Home / Wrestling / Morning Report | Kamaru Usman says Dricus du Plessis ‘rubbed me wrong’ with African champion controversy but welcomes him as fourth horseman

Morning Report | Kamaru Usman says Dricus du Plessis ‘rubbed me wrong’ with African champion controversy but welcomes him as fourth horseman


Kamaru Usman was not a fan of the original beef between Israel Adesanya and Dricus du Plessis.

Back in 2023, when Adesanya was still the UFC middleweight champion, “The Last Stylebender” got into a heated rivalry with then-rising contender du Plessis over the nature of being an African champion. Adesanya was part of the “Three Kings,” with Usman and Francis Ngannou, who held UFC titles and hailed from the African continent. But despite their heritage, du Plessis, who still lives in Africa, suggested Adesanya was not a true African champion, kicking off a feud that lasted until the two finally fought at UFC 305.

Ultimately, Adesanya and du Plessis squashed their beef, agreeing that all were African champions, but speaking with Adesanya recently on his YouTube channel, Kamaru Usman admits also took umbrage with du Plessis’s words.

“I’ll sum it up as this: it’s deep.
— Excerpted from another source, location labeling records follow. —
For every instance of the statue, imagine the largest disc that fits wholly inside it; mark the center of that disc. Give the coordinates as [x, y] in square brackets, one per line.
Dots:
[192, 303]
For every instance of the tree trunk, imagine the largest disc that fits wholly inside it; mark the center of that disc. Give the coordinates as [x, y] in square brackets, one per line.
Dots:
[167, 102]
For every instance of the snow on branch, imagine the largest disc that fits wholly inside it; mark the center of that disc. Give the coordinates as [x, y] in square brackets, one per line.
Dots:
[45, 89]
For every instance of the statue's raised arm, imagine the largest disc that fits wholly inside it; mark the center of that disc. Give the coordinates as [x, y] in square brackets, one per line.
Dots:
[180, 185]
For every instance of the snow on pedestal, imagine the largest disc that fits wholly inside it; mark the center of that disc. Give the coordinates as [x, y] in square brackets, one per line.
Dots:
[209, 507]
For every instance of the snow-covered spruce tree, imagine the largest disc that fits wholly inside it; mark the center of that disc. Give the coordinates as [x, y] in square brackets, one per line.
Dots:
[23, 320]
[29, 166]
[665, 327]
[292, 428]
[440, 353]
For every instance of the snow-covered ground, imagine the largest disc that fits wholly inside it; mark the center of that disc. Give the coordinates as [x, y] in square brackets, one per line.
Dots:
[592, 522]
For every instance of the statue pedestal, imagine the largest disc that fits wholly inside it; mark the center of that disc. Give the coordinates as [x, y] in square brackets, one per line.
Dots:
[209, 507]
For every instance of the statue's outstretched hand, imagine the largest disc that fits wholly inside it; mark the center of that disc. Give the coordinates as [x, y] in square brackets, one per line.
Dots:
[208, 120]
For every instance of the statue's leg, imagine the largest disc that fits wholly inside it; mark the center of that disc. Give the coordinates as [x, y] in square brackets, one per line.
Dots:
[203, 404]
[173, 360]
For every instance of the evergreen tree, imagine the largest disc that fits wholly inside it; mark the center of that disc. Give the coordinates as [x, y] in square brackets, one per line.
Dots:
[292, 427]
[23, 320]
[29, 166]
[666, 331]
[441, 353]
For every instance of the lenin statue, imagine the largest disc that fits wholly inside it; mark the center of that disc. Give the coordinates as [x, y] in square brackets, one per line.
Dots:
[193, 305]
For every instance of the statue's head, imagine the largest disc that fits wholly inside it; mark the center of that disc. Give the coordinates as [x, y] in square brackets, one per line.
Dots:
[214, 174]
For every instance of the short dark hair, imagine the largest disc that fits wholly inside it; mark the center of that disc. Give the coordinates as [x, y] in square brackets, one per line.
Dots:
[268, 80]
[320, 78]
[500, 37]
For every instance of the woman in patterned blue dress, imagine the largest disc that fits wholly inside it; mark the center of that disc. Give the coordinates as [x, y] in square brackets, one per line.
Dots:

It’s very, very deep,” Usman said. “It might go over a lot of people’s head. It’s very, very deep. But here’s the situation, and this is where it rubbed me wrong. Obviously I’m a black African American and I see how things are, I see how I’m treated, race or not, doesn’t matter. But this is what kind of got me.

“When you come in and there’s three African kings already, why is your mentality, why is your whole thought process not, ‘Man, I want to be the fourth African champion’? Why is it not I would like to be the fourth African champion? You chose to step into that limelight and come in on the direction of, ‘That guy, that guy, and that guy don’t live here anymore. They’re not African champions.’ And that’s the only thing that rubbed me wrong.”
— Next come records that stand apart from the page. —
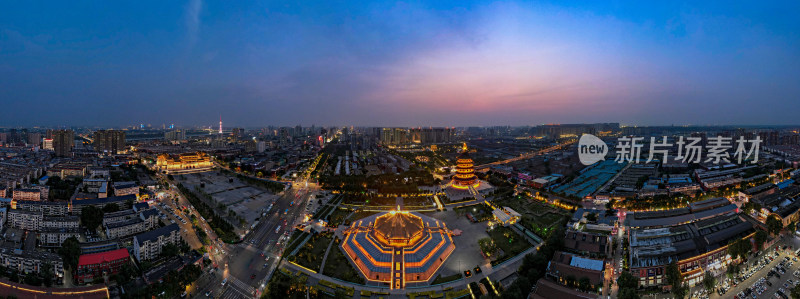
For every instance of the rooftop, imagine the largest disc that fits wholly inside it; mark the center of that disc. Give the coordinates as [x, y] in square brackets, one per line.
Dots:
[101, 257]
[154, 234]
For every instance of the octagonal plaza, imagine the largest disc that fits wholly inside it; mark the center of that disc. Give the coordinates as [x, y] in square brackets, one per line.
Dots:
[398, 247]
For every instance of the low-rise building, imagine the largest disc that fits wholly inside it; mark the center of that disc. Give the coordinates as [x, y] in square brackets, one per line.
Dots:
[24, 219]
[30, 261]
[506, 216]
[118, 216]
[150, 218]
[587, 243]
[697, 246]
[126, 188]
[94, 266]
[53, 237]
[546, 289]
[784, 204]
[564, 265]
[149, 244]
[78, 205]
[33, 194]
[61, 222]
[124, 228]
[48, 208]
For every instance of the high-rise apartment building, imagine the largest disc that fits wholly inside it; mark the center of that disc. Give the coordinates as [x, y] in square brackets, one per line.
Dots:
[109, 141]
[63, 142]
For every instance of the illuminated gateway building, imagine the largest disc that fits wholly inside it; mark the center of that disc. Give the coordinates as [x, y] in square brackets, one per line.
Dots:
[465, 171]
[398, 247]
[184, 163]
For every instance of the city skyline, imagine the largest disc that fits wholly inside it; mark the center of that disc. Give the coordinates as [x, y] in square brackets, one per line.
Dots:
[399, 64]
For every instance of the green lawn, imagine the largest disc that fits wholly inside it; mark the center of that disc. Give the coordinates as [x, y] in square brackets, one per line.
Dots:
[359, 215]
[295, 240]
[337, 266]
[311, 254]
[439, 279]
[509, 241]
[338, 217]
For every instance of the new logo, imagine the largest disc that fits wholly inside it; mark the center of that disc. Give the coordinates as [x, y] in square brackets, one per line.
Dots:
[591, 149]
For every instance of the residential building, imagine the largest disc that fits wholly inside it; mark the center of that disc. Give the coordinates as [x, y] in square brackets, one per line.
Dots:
[125, 188]
[32, 194]
[24, 219]
[59, 222]
[118, 216]
[63, 142]
[31, 261]
[149, 244]
[48, 208]
[150, 218]
[125, 228]
[109, 141]
[121, 201]
[94, 266]
[53, 237]
[506, 216]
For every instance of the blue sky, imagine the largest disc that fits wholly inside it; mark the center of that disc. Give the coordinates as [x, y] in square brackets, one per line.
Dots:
[412, 63]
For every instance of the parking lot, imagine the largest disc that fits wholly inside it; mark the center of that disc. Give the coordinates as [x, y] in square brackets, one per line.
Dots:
[772, 274]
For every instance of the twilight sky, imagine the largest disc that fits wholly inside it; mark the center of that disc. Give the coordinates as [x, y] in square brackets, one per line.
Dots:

Usman went on to say that he likes du Plessis, calling him “a good guy” from their run-ins over the years. And went so far as to speculate that the whole situation may have been a misunderstanding that got blown up, and that du Plessis turned to his advantage.

“To take it further, obviously you just get done with the fight or you’re doing media and you’re hyped, and you’ve got that camera in front of you and you start talking, you might not necessarily be saying or meaning things the way they come out,” Usman said. “… So he might not have necessarily meant it that way, but people ran with it. And he saw an opportunity. ‘This is an opportunity for me to get there and fight for that title.’ He built a storyline and he went out there, fought for the title, and power to him, we still have an African champion.

“We’ve moved on from the Three Kings, but that doesn’t mean we forget the Three Kings. We’ve moved on to now it’s four. Four Horsemen.”

As fate would have it, du Plessis is the only African fighter still holding a UFC title, with both Adesanya and Usman losing their belts, and Francis Ngannou leaving the promotion for the PFL. And for Usman, that puts du Plessis in an important position to carry the torch, which he hopes “Stillknocks” will do with a little more caution moving forward.

“Respect to him. I like the guy, and he’s a champion,” Usman said. “He’s still a champion, and he’s defending. He’s representing, and he’s writing the story, and he’s bringing in a whole new crop of guys. So much power, much respect. It’s just, with power comes responsibility, and you have to understand that anything you say and the way that you say things, people are going to grab onto it. It can be for the better or it can be for the worse, and that topic just happened to be something for the worse.”